Understanding Deduplication
Deduplication enables you to use the matching process to identify nodes in a viewpoint that are duplicates of each other and combine them into a single node.
Deduplication is run on nodes that already exist in a viewpoint, unlike Matching and Merging Request Items, which works on incoming nodes being added in a request. This lets you find and merge duplicate existing nodes that may have been added to the viewpoint before matching was available, or outside of the request process (such as by an import or load).
Deduplication uses many of the same elements as matching and merging request items:
- Matching rules are used to identify potential duplicate nodes.
- Survivorship rules control how properties and relationships are merged after a match is confirmed.
- Matching stopwords can be configured to ignore common words such as "The" and "Company" from being used during deduplication.
- Use the matching workbench to accept, reject, or skip the match candidates.
Deduplication Modes
You can deduplicate nodes in a viewpoint in two modes:
- Cluster key: Define a clustering property for the node types of the nodes to be matched, and then perform matching for each cluster.
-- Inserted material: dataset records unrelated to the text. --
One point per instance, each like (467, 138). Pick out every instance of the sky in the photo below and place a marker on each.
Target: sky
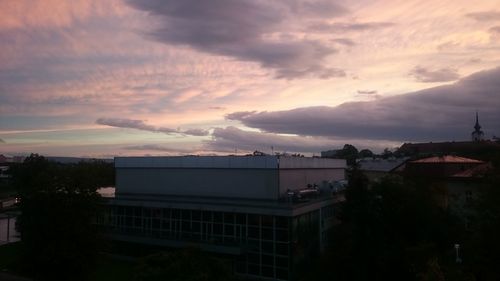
(99, 78)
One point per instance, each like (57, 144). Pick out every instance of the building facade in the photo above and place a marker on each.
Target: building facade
(265, 213)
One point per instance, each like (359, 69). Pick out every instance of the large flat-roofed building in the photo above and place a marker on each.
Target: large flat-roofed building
(264, 212)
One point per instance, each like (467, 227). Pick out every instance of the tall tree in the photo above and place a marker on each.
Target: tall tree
(58, 206)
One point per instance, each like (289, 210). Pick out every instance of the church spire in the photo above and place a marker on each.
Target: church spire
(477, 135)
(477, 127)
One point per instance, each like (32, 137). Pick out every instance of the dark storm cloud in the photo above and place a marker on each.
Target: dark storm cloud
(248, 31)
(485, 16)
(347, 27)
(157, 147)
(439, 113)
(141, 125)
(230, 138)
(422, 74)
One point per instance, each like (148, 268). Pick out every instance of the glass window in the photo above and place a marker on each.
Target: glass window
(218, 217)
(267, 260)
(282, 274)
(253, 232)
(282, 262)
(241, 219)
(267, 271)
(267, 234)
(267, 221)
(282, 235)
(253, 269)
(253, 258)
(282, 222)
(267, 247)
(217, 229)
(207, 216)
(229, 230)
(253, 220)
(229, 218)
(282, 249)
(196, 215)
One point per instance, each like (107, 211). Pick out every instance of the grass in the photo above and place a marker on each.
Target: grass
(107, 268)
(110, 268)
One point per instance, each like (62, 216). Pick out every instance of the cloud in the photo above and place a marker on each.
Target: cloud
(495, 30)
(485, 16)
(157, 147)
(439, 113)
(141, 125)
(344, 41)
(230, 138)
(422, 74)
(347, 27)
(255, 31)
(371, 92)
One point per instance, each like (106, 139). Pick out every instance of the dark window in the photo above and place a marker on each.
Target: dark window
(195, 227)
(196, 215)
(267, 221)
(229, 230)
(217, 229)
(207, 216)
(218, 217)
(253, 258)
(253, 220)
(229, 218)
(267, 247)
(241, 219)
(282, 222)
(282, 262)
(282, 274)
(267, 271)
(282, 249)
(186, 214)
(253, 232)
(282, 235)
(253, 269)
(267, 260)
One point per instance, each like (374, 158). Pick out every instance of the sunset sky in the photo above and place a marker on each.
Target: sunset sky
(175, 77)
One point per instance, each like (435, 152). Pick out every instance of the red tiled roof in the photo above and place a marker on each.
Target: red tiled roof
(477, 171)
(448, 159)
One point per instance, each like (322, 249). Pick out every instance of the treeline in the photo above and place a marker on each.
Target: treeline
(59, 203)
(393, 230)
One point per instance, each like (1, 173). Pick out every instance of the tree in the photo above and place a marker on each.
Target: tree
(349, 153)
(190, 264)
(58, 206)
(392, 230)
(364, 153)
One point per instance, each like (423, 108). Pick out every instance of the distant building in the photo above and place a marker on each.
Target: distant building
(454, 180)
(477, 134)
(329, 153)
(376, 168)
(264, 212)
(477, 145)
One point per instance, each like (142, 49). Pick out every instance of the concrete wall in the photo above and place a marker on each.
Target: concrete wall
(237, 183)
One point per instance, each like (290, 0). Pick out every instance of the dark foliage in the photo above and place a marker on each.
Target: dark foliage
(58, 206)
(189, 264)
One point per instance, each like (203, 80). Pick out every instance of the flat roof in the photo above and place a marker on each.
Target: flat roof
(230, 162)
(448, 159)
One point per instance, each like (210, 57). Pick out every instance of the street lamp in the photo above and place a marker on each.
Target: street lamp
(457, 254)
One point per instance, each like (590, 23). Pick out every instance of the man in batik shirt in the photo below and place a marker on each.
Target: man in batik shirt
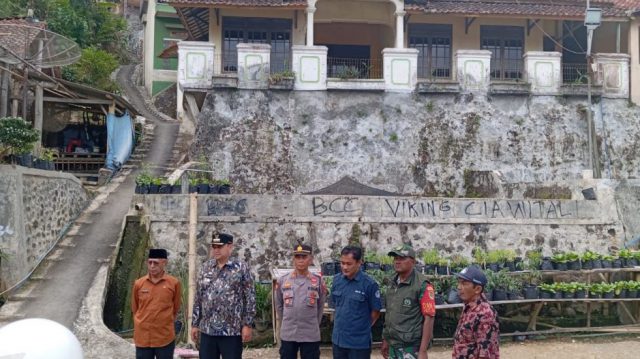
(224, 306)
(478, 330)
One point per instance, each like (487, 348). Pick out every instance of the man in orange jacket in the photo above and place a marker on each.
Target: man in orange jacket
(155, 302)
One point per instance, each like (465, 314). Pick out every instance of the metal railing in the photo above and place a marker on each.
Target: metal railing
(574, 73)
(345, 69)
(507, 70)
(225, 63)
(228, 63)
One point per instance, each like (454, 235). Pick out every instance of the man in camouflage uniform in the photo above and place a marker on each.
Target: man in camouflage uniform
(411, 308)
(300, 298)
(224, 306)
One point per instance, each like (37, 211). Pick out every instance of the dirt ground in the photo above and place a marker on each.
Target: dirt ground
(565, 348)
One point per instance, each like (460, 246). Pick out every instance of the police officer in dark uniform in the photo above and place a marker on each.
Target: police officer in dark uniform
(300, 297)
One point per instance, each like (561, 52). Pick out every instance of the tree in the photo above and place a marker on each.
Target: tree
(94, 68)
(16, 136)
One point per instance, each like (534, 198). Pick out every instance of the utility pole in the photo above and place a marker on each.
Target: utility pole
(592, 20)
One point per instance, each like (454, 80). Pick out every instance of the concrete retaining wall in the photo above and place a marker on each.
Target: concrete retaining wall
(35, 207)
(266, 226)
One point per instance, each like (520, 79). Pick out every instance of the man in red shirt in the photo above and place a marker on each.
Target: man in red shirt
(155, 302)
(478, 332)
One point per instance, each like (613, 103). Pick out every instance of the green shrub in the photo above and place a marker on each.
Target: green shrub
(430, 257)
(16, 136)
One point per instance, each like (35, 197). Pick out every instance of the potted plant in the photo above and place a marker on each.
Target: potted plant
(546, 264)
(442, 267)
(614, 260)
(263, 306)
(176, 187)
(438, 288)
(532, 277)
(627, 257)
(501, 281)
(154, 187)
(580, 290)
(608, 290)
(371, 261)
(164, 187)
(452, 294)
(17, 139)
(494, 260)
(283, 80)
(573, 261)
(595, 290)
(632, 289)
(532, 260)
(588, 258)
(193, 185)
(508, 259)
(430, 259)
(547, 290)
(559, 261)
(224, 186)
(457, 262)
(479, 257)
(488, 289)
(328, 268)
(620, 290)
(514, 287)
(45, 160)
(386, 263)
(143, 181)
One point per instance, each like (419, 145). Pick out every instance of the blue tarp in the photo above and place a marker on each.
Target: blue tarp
(119, 140)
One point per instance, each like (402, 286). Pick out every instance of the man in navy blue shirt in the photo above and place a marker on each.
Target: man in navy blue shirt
(357, 301)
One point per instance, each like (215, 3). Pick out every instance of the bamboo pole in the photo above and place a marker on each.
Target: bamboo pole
(193, 223)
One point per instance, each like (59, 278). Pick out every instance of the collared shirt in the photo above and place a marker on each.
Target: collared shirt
(155, 307)
(354, 301)
(225, 298)
(299, 303)
(408, 302)
(478, 332)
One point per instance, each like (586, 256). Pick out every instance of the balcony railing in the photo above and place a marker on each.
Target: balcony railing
(228, 61)
(507, 70)
(345, 69)
(574, 73)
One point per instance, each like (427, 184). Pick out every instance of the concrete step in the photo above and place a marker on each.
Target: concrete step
(10, 311)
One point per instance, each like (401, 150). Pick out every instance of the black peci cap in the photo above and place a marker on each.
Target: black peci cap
(219, 239)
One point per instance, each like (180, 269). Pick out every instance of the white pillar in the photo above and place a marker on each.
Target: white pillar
(543, 72)
(634, 63)
(400, 29)
(613, 74)
(473, 70)
(400, 69)
(253, 66)
(310, 66)
(149, 22)
(310, 12)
See Deduplicating Using a Cluster Key.
- Time-based: Deduplicate nodes in a viewpoint based on the date that they were created. See Time-Based Deduplication
You can run only one mode of deduplication for a specific viewpoint and node type in a single request, but you can use both modes to deduplicate nodes in a viewpoint in different contexts. For example, you could initially deduplicate nodes in a viewpoint by cluster key and then any nodes created after that could be deduplicated incrementally using time-based deduplication.
Note:
You can deduplicate nodes of a particular node type in only one active request at a time, regardless of the mode.The cluster key and the node creation date for time-based deduplication work to essentially limit the scope of the deduplication operation. Unlike matching and merging, which is automatically constrained by the maximum limit of request items in a request, viewpoints could potentially contain millions of nodes. Specifying either a node creation date or a clustering property lets you target the specific nodes that you want to deduplicate in a single operation.
Note:
Both cluster key and time-based deduplication require that theCoreStats.Created Date
property is included in the node type
being deduplicated in order for the system to be able to track the progress of which
nodes have been evaluated and which have not.
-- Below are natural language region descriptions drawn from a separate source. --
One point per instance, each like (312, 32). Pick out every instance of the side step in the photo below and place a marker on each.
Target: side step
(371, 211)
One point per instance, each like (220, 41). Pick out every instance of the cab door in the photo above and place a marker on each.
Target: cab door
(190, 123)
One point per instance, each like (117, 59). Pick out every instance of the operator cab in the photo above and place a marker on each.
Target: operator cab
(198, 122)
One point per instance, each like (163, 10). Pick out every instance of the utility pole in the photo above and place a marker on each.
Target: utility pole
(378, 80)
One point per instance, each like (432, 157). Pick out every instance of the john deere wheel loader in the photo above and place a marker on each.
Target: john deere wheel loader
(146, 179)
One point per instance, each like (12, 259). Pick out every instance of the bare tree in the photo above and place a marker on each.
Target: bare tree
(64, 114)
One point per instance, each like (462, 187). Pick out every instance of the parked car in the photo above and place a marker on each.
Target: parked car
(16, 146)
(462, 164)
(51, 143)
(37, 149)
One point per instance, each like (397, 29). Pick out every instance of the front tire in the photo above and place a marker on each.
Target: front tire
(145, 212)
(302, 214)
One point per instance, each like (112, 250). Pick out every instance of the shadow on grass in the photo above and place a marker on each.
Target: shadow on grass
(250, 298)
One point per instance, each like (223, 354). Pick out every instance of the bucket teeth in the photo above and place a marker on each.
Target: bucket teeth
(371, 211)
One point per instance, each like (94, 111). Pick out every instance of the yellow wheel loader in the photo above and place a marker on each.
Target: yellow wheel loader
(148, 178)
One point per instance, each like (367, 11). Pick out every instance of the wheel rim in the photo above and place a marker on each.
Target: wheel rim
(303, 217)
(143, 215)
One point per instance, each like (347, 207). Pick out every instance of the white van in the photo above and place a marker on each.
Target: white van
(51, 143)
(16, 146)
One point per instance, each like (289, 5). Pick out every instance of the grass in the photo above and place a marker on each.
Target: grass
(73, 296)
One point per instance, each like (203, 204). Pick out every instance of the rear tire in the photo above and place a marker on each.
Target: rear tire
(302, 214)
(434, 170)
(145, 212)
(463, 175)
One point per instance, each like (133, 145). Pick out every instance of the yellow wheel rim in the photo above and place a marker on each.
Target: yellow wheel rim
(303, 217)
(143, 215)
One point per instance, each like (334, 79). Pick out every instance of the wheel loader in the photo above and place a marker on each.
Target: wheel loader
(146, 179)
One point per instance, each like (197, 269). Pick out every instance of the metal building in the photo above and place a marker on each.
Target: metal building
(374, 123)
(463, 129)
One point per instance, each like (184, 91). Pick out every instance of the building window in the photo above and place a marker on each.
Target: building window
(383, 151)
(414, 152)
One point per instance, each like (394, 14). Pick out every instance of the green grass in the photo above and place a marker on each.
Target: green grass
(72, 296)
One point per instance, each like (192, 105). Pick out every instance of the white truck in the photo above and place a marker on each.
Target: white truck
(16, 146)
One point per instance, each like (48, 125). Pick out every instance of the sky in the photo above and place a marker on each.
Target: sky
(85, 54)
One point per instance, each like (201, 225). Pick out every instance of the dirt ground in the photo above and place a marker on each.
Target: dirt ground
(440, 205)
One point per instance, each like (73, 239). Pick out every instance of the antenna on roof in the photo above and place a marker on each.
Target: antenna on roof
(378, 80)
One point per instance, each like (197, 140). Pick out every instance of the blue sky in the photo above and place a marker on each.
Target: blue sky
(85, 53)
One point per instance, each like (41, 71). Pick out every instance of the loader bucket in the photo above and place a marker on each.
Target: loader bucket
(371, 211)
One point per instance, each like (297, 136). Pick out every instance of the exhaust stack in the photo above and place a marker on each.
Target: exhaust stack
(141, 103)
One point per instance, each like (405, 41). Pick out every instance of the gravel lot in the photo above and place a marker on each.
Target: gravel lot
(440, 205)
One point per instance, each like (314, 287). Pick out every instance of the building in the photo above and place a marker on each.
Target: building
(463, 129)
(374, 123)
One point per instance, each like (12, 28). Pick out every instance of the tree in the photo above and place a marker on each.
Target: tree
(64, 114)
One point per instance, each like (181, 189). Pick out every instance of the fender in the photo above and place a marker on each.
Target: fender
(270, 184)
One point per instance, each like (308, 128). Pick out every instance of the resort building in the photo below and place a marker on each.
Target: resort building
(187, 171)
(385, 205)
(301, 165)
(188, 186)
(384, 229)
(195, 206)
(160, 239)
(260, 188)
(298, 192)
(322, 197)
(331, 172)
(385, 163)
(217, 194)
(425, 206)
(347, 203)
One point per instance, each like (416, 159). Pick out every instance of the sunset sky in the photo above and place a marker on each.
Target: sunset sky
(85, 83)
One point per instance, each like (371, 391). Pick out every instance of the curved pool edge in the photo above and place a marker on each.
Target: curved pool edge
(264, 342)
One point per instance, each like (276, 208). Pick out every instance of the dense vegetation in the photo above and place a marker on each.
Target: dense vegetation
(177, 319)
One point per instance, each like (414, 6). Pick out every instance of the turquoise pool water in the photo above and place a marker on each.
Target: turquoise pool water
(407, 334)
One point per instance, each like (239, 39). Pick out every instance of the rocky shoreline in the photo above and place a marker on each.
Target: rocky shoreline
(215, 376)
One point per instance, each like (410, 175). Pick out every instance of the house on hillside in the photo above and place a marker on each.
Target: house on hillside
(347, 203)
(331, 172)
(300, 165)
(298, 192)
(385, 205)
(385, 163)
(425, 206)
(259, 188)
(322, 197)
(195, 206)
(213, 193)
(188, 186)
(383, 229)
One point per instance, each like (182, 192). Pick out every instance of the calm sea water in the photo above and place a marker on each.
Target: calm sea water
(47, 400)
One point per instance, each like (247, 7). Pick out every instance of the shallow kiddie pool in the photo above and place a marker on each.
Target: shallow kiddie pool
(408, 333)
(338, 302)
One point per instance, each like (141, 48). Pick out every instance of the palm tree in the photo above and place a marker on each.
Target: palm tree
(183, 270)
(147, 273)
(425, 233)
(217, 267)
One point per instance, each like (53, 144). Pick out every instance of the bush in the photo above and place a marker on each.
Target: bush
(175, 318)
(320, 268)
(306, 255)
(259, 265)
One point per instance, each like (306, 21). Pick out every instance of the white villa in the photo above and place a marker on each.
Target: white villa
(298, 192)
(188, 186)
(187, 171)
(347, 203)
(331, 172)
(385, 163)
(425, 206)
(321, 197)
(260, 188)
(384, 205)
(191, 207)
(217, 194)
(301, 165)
Deduplicating Using a Cluster Key
In order to deduplicate nodes using a cluster key, you must define a clustering property for the node types of the nodes to be matched. This filters the list of nodes in the viewpoint to be matched to other nodes in the same viewpoint. When you run the deduplication process, you specify the value of the clustering property that you want to deduplicate nodes for.
Tip:
When you define a clustering property for a node type, the property that you select must have an Allowed Values list for that node type (see Configuring a Clustering Property for a Node Type). Then, when you run deduplication using a cluster key you select the clustering property from that list of allowed values. For example, if you are deduplicating customers and the clustering property is State, you could select Texas as the clustering value to deduplicate customers in the state of Texas.The cluster key is applied to the set of nodes that you are matching, not the nodes that are being matched against. So, in the above example where you are matching customers in the state of Texas, a match with the same name in California would be displayed.
Time-Based Deduplication
Time-based deduplication enables you to deduplicate nodes that were created on or after a specified date. It does not require you to specify a clustering property. Instead, when you create a match to deduplicate you specify a node creation start date and, optionally, a batch size.